The two new schemes unveiled by the Secretary of State for Defra George Eustice at the Oxford Farming Conference will play a pivotal role in the Governments’ objectives of halting the decline of species by 2030, bringing up to 60% of England’s agricultural soil under sustainable management by 2030, and restoring 300,000 hectares of wildlife habitat by 2042.
Responding to the announcement, Ian Danby, BASC head of biodiversity, said: “These new schemes offer a superb opportunity for people who shoot to work with landowners to put forward good quality applications for funding. Both schemes are looking to restore natural processes, increase more extensive land management and promote the recovery of England’s most threatened species. Management practices undertaken for shooting already contribute towards these objectives and can do so to a greater extent through these schemes.
“Although we are all awaiting the detailed guidance of this pilot stage, BASC suggest applications need to highlight where sustainable shooting will enhance the project and where it will directly improve the quality of habitats created and the recovery of species.”

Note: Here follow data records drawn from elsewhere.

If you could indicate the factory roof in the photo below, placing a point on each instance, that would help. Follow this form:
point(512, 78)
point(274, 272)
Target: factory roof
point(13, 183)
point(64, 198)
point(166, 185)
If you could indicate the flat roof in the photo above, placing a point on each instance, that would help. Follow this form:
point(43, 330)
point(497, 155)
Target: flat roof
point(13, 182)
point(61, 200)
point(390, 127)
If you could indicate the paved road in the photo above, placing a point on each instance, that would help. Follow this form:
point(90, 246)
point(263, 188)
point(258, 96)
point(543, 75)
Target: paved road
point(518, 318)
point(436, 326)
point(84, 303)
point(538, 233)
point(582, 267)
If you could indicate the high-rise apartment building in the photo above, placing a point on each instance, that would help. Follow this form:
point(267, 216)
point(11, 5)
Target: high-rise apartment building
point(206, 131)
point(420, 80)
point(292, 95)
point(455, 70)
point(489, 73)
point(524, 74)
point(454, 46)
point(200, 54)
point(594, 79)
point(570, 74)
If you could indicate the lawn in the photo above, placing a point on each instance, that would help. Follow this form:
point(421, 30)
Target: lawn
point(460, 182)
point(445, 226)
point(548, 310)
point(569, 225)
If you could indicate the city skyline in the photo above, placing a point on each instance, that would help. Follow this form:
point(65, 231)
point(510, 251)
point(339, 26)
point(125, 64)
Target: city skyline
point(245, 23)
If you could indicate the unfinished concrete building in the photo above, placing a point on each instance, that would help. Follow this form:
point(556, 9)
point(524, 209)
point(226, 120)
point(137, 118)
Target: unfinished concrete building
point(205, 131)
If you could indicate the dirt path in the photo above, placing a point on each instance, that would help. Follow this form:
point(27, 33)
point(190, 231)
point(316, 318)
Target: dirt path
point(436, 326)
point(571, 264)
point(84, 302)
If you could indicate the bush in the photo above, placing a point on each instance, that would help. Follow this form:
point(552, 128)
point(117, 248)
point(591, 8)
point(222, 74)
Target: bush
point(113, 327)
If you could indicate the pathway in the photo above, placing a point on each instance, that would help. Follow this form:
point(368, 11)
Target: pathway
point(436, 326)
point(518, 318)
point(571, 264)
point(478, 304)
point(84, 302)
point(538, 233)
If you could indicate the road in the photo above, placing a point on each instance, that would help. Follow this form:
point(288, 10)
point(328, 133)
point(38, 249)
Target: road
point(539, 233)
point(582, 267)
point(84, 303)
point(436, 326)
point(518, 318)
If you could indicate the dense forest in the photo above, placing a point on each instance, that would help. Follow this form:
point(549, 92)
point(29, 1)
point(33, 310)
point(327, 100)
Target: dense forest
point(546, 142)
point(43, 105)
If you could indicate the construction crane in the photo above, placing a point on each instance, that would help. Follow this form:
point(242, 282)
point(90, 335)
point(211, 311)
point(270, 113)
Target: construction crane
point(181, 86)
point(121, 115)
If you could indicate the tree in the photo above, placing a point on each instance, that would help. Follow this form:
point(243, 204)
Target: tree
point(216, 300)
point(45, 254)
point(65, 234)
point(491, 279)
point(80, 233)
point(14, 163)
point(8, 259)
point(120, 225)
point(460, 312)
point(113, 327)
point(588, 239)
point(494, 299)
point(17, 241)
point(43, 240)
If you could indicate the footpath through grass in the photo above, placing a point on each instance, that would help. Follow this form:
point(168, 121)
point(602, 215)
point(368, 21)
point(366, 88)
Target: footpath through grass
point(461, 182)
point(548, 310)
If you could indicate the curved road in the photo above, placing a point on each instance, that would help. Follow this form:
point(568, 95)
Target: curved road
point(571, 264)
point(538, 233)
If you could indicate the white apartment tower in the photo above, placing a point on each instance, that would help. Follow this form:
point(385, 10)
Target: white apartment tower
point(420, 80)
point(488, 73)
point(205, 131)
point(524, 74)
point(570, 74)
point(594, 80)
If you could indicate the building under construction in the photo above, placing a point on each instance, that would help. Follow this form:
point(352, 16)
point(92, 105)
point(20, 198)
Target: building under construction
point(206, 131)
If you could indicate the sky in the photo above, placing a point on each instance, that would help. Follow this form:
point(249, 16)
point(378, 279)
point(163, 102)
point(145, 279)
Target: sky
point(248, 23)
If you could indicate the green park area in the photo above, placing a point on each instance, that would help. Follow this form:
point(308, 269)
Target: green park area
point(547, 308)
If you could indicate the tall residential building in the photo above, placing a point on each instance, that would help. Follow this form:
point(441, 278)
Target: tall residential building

BASC has been party to the development process of these two schemes. The Landscape Recovery Scheme is aimed at large scale and long-term projects to provide landscape and ecosystem recovery. This could suit larger landowners working together, like shooting estates, to conserve key species such as the curlew or rewet peatland habitats.
The Local Nature Recovery Scheme is aimed at single or multiple farm-scale interventions to make more space for nature. This could fit in with the aspirations of farm-scale shooting activity that want to see improved habitat on farmlands such as shelterbelts, cover crops and woodland management.